REPUBLIKA.CO.ID, Oleh: Priyantono Oemar
Lahan yang ditinggalkan itu ditumbuhi gulma. Biasanya, setelah 2-3 tahun ditinggalkan karena tradisi ladang berpindah, lahan bergulma itu akan diolah lagi. Mereka percaya, dengan berpindah ladang, ladang yang sudah dipakai sebelumnya akan disuburkan kembali oleh alam.
Rupanya, di antara berbagai jenis gulma itu, ada serai wangi. Lantas dibudidayakanlah gulma yang memiliki nilai ekonomi itu. “Tanamnya mudah, panennya mudah, produksinya juga mudah. Untuk olah minyak cukup ambil daunnya saja,” ujar Beyum Antonela Beru, salah satu koordinator penanaman serai wangi di Distrik Mare, Kabupaten Maybrat, Papua Barat.
Maka, lahan-lahan kosong yang ditinggalkan untuk 2-3 tahun itu kemudian ditanami serai wangi. Ada enam penanam di Kampung Kombif, lima penanam di Kampung Bakrabi, tiga penanam di Kampung Suswa, dua penanam di Kampung Nafase, dua penanam di Kampung Seya, dan satu penanam di Kampung Malios.
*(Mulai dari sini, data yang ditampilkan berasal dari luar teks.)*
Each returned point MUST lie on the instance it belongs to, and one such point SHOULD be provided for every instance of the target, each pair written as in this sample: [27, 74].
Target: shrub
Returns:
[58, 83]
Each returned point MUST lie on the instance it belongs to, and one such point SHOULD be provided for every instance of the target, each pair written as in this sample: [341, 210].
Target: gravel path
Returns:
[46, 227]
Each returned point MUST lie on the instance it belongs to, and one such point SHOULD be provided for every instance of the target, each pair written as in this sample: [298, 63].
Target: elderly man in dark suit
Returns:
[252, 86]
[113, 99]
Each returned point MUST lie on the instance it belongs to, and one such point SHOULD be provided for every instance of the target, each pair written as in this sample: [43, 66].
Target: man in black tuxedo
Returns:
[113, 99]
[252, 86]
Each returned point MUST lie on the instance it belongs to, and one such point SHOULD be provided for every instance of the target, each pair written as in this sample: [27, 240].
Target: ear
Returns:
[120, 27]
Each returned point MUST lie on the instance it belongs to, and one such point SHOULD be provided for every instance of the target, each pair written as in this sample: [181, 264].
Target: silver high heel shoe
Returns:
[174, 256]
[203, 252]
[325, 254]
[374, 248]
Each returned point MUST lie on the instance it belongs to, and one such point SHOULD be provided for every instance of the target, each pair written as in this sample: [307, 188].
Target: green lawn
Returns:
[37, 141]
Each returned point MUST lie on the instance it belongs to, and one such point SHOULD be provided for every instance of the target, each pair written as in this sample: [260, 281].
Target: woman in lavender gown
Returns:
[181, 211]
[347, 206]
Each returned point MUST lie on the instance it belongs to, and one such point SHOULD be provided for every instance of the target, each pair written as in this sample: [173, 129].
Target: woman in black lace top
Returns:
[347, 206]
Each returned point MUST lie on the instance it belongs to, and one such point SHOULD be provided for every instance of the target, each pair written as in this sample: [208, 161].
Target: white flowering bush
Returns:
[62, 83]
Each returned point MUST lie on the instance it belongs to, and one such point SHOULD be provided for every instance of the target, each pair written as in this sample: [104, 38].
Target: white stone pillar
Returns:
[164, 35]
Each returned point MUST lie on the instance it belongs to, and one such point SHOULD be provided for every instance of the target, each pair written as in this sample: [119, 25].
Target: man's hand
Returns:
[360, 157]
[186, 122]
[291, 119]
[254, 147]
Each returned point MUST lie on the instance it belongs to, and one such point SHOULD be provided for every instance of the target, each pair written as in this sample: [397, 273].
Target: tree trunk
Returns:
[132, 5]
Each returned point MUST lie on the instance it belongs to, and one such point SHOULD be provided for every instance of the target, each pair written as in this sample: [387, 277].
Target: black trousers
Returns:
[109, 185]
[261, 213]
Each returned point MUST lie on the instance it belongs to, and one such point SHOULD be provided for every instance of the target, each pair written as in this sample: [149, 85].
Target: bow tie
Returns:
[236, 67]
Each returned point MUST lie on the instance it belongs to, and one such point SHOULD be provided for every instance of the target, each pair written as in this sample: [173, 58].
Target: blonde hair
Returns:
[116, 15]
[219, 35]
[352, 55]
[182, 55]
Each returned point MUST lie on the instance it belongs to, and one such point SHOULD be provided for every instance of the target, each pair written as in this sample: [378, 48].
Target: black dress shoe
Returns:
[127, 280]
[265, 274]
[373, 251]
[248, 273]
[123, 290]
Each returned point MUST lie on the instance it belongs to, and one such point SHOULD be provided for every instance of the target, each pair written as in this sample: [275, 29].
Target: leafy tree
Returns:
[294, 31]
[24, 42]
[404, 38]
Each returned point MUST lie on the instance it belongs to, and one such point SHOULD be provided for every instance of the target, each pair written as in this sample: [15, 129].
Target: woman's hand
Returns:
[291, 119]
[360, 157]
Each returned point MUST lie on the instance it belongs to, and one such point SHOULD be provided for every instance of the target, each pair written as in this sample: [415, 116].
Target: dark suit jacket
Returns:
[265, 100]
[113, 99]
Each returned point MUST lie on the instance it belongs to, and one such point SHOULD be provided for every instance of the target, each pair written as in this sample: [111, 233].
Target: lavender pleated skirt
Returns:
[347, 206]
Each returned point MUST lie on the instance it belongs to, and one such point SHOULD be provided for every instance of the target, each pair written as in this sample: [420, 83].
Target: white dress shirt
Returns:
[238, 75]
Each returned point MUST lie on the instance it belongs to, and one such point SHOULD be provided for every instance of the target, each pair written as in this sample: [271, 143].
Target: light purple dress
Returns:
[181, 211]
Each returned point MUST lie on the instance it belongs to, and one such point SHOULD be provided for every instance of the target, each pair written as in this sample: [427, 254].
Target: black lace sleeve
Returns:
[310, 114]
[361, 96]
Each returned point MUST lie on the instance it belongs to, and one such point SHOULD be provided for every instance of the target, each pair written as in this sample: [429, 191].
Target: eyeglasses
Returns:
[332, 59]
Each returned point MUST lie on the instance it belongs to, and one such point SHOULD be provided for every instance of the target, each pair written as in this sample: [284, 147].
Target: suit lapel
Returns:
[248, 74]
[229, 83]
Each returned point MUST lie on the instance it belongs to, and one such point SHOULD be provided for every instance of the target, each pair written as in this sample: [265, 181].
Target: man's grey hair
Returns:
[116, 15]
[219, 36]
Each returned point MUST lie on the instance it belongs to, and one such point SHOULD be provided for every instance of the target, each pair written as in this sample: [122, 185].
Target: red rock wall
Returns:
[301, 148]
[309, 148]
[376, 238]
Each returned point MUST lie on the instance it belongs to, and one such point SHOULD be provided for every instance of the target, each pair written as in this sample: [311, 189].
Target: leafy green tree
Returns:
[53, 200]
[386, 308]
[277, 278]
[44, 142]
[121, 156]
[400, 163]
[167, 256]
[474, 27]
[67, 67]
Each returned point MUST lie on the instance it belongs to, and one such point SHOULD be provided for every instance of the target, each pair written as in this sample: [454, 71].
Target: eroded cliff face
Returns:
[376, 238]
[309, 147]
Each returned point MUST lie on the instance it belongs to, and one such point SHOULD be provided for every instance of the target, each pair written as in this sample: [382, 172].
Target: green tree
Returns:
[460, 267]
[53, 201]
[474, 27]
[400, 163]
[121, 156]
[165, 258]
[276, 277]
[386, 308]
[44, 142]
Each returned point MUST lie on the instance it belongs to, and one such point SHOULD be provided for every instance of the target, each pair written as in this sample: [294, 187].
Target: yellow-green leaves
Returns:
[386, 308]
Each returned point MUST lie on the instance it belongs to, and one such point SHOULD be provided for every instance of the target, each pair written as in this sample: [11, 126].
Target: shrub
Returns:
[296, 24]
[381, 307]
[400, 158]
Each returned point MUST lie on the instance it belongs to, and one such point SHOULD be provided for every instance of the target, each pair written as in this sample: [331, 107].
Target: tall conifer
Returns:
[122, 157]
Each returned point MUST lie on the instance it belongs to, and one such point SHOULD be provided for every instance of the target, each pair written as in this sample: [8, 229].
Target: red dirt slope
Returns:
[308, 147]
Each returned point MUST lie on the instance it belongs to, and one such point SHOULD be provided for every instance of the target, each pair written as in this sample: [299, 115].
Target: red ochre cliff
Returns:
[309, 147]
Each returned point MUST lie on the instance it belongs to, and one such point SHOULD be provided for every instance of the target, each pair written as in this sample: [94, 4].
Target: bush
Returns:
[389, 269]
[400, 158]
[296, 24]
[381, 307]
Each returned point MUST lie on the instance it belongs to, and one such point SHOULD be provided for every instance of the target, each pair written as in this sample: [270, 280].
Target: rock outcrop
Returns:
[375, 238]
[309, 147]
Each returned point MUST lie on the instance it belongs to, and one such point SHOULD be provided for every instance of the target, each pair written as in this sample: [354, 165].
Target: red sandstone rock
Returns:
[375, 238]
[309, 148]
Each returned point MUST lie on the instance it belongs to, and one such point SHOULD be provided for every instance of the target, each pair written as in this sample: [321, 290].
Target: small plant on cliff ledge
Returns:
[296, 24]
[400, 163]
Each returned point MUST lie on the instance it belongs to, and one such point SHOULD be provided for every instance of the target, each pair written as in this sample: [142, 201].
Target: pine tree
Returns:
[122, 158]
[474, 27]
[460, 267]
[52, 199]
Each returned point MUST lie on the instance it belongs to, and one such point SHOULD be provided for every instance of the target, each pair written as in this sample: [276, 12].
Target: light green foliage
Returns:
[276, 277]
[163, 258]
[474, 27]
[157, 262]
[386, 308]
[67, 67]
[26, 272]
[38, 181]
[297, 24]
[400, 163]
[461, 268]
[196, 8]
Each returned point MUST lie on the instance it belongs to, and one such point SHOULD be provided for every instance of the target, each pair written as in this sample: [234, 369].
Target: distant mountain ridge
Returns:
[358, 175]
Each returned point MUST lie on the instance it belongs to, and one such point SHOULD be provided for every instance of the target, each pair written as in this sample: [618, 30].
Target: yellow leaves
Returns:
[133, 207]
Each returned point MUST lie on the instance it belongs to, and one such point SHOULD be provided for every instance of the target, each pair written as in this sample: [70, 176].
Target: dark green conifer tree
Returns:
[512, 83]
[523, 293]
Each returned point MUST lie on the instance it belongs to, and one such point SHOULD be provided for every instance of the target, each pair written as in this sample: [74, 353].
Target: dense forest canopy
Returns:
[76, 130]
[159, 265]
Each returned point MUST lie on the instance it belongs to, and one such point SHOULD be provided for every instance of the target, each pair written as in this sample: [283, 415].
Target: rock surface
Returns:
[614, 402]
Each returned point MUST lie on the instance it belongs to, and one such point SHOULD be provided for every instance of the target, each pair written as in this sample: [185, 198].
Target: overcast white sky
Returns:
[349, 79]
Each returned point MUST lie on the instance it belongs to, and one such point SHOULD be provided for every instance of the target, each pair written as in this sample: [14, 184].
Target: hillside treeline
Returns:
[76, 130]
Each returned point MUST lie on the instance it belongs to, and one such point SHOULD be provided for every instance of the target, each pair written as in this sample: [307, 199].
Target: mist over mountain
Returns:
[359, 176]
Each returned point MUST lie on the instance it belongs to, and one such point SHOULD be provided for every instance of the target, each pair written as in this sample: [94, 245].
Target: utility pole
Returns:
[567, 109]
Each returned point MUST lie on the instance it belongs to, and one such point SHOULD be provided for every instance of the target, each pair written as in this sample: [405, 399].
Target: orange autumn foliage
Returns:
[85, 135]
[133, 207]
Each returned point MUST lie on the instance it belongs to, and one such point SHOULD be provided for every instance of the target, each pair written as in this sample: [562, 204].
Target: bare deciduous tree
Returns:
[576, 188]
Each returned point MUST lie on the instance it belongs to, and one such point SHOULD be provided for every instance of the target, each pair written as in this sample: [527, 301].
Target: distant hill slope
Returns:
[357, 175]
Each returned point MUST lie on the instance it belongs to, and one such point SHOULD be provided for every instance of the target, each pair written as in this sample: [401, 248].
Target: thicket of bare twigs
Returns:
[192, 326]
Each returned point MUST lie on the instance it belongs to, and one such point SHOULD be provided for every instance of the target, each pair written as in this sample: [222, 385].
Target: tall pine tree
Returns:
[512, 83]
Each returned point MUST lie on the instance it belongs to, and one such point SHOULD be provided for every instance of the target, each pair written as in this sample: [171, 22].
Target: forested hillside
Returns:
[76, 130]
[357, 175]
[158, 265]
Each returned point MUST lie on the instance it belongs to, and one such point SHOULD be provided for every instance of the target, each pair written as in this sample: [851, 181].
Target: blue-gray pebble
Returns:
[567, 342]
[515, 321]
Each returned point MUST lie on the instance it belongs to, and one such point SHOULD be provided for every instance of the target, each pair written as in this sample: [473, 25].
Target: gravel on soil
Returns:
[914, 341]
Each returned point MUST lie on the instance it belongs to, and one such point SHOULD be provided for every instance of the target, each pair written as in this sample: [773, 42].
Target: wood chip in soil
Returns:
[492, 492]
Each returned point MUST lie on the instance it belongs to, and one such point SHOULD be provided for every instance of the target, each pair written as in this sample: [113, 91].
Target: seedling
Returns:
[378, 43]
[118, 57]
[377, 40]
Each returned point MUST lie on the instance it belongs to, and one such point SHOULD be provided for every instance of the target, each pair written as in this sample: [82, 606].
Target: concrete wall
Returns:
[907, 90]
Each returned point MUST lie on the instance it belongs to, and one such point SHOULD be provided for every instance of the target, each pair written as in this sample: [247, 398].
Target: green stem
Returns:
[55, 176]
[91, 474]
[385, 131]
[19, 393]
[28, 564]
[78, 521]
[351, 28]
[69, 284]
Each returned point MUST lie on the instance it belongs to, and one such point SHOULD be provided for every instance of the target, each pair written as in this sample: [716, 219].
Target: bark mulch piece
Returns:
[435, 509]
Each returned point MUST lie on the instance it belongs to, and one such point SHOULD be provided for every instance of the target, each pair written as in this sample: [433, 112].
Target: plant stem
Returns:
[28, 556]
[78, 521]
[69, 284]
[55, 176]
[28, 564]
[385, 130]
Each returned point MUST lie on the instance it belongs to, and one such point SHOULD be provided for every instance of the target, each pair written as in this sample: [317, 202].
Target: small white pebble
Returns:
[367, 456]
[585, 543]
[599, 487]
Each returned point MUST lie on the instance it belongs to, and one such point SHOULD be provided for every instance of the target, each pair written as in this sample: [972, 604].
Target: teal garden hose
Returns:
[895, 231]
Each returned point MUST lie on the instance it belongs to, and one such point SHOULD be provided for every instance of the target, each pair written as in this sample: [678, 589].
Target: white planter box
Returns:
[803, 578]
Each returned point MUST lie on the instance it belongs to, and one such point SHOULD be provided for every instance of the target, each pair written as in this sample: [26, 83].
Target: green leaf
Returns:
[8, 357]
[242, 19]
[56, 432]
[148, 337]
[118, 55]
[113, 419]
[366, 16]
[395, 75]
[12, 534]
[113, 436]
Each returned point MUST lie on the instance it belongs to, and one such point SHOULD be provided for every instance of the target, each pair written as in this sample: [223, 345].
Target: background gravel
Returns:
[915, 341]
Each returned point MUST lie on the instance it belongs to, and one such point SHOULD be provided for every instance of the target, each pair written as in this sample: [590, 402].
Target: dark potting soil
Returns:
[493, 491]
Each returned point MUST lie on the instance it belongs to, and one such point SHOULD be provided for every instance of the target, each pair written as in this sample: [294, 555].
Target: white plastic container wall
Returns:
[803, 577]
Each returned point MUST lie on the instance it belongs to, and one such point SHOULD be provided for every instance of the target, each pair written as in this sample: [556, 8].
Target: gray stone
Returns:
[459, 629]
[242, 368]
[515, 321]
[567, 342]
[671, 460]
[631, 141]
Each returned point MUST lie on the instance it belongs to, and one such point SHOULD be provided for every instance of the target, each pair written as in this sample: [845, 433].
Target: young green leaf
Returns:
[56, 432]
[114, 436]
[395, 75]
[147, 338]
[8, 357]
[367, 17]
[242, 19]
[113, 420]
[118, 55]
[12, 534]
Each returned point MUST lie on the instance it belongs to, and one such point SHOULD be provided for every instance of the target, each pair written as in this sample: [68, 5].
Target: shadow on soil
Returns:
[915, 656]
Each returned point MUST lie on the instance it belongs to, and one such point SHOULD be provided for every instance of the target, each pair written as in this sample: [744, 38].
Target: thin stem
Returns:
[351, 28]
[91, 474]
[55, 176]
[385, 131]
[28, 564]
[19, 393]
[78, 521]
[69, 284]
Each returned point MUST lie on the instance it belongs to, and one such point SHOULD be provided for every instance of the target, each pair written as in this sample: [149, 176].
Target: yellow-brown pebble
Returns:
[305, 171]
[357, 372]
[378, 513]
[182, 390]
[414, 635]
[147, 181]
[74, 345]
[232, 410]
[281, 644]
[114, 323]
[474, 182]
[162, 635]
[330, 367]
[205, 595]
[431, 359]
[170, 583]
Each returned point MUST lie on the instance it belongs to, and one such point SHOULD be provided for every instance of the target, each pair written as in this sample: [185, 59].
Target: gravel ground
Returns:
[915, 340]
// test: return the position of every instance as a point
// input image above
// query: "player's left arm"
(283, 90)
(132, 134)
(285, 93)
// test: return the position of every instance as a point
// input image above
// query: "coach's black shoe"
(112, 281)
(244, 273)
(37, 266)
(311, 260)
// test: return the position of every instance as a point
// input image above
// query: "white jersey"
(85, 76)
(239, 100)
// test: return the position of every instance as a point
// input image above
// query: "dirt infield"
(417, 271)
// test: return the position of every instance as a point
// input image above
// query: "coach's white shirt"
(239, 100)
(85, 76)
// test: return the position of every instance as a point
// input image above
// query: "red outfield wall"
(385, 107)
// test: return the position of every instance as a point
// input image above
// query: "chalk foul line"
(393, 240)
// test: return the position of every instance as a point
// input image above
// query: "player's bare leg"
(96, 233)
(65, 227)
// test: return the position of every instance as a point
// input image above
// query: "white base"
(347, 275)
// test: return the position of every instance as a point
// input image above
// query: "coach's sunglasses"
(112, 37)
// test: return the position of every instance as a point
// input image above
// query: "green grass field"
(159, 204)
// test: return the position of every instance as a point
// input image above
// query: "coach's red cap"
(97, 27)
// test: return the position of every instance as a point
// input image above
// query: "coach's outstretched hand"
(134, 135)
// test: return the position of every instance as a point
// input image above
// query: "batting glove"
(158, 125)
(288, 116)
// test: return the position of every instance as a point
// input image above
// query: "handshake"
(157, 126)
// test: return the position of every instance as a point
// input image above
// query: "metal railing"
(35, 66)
“Kami sedang menyiapkan rumah produksi dan pembersihan lahan produksi seluas lima hektare di Kampung Kombif, dua hektare di Kampung Bakrabi, dan dua hektare di Kampung Suswa,” ungkap Beyum.
Di Kampung Kombif tinggal 21 keluarga dengan 93 jiwa. Dari 21 keluarga itu, ada empat keluarga yang tinggal di rumah belum layak huni. Pekerjaan mereka adalah bertani dan berburu untuk keperluan konsumsi sehari-hari.